If lithium has a first ionisation energy of #520# #kJ# #mol^(-1)#, estimate the energy required to form 1 #Li^+# ion from 1 Li atom?

2 Answers
Nov 15, 2017

Around #8.64*10^(-19)J=5.40eV#

Explanation:

The ionization energy tells us that for 1 mole of gaseous lithium, #520kJ# of energy is needed to ionise each atom.

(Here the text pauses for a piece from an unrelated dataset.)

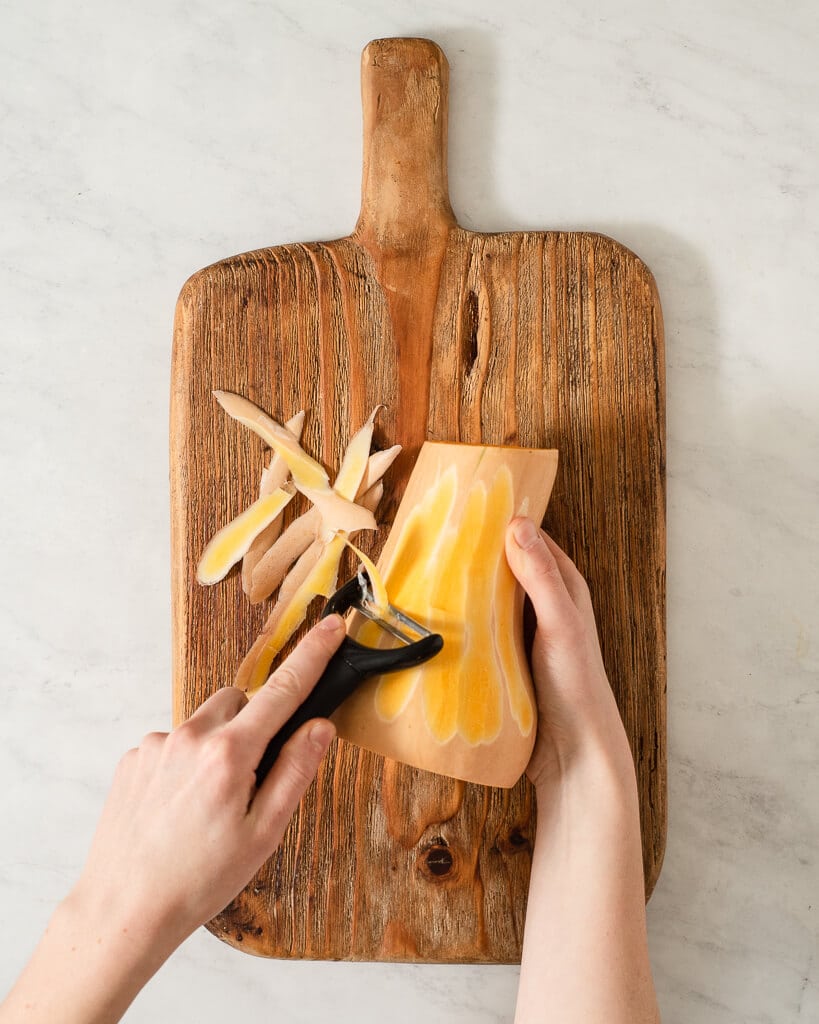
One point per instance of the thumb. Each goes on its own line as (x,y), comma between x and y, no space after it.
(293,771)
(537,571)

We also know that 1 mole contains #6.02*10^23# atoms (to #3# s.f.)

So, 1 atom = #1/(6.02*10^23)=6.02*10^(-23) mol#

#520kJ=520000J=5.2*10^5J#

#(5.2*10^5)(6.02*10^(-23))=8.64*10^(-19)J#

#(8.64*10^(-19))/(1.60*10^(-19))=5.40eV#

Nov 15, 2017

We are given the first ionization energy of the lithium atom....

Explanation:

That is we are given data for the reaction:

#Li(g) +Delta rarr Li^+(g)+e^(-)#...

Where #Delta=520*kJ*mol^-1#, and when we write #kJ*mol^-1# we mean PER MOLE of reaction as written.....

And given the equation we need #520*kJ# to produce a mole of gaseous lithium cations....

To produce a SINGLE LITHIUM CATION, we divide the molar quantity by the Avocado number....the number of avocadoes in a mole, #N_A=6.022xx10^23*mol^-1#.

#(520*kJ*mol^-1)/(6.022xx10^23*mol^-1)=8.64xx10^-22*kJ=8.64xx10^-19*J#. We could convert this value to #"ergs"# or #cm^-1# or #eV# if we are real masochists.